Loveland council advances 90-day fast-track review for qualifying housing projects
The Loveland City Council voted unanimously Tuesday to approve the first reading of Ordinance No. 6836, a Unified Development Code amendment creating a fast-track review process for qualifying housing projects. The change is intended to keep Loveland in compliance with Proposition 123 by setting up a 90-day maximum review timeline for eligible affordable and attainable housing applications.
City staff told council Loveland opted into Proposition 123 in 2023, making the city and its development partners eligible to seek money from the state affordable housing fund. To remain eligible, communities must both increase affordable housing units by 3% annually for three years and adopt a fast-track review process, Strategic Planner Carrie Burchett said. Burchett said Loveland is on pace to meet the housing-growth requirement by the end of this year, and that the draft code changes have already received a compliance "thumbs up" from the Colorado Department of Local Affairs.
Burchett said the ordinance is only one piece of a broader housing-code modernization effort. The city received a $160,000 DOLA grant and hired consultant Framework to review the development code for barriers to housing construction, she said. A larger package of housing amendments is expected to come before council in August, while the city is pursuing this narrower ordinance now because the state is offering a $45,000 early-adoption incentive grant for communities that implement the fast-track process by the end of June.
Under the new process, Burchett said, qualifying projects must meet state eligibility rules and include at least 50% of units aimed at Proposition 123 income thresholds, including ownership housing affordable to households earning up to 120% of area median income and rental housing at 60% of area median income. She said applicants can choose whether to use the fast-track option and can request extensions. Planning Commission recommended approval on a 6-0 vote May 11.
Public comment backed the change while also underscoring the shortage of lower-cost housing. Lisa Cunningham, chair of the Loveland Affordable Housing Task Force, said the task force supports the amendment and argued that shortening review times can lower development costs in a period when "cost is money, time is money." Cunningham said Loveland faces a shortage of about 2,900 affordable units and pointed to Legacy Crossing, a roughly 330-unit project that took five years to approve, as an example of why faster review matters.

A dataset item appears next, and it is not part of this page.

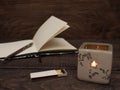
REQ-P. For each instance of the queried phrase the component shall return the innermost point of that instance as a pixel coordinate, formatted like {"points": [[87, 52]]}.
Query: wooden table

Council Member Kalina Middleton said she supported complying with Proposition 123 but questioned whether one part of the ordinance gives too much discretion to staff through a "director qualified" category that is not required by the state program. Middleton said she would prefer eligibility standards to be spelled out directly in the code. In response, the city attorney said the variety of development applications makes a one-size-fits-all approach difficult and suggested any broader shift away from administrative discretion would need careful review.
Mayor Patrick McFall also asked whether the city was addressing delays that hold up entire applications when one part of the review stalls. Burchett said the city is looking at "untangling" review steps so related approvals can move forward more logically rather than waiting on a single bottleneck. Second reading is scheduled for June 16.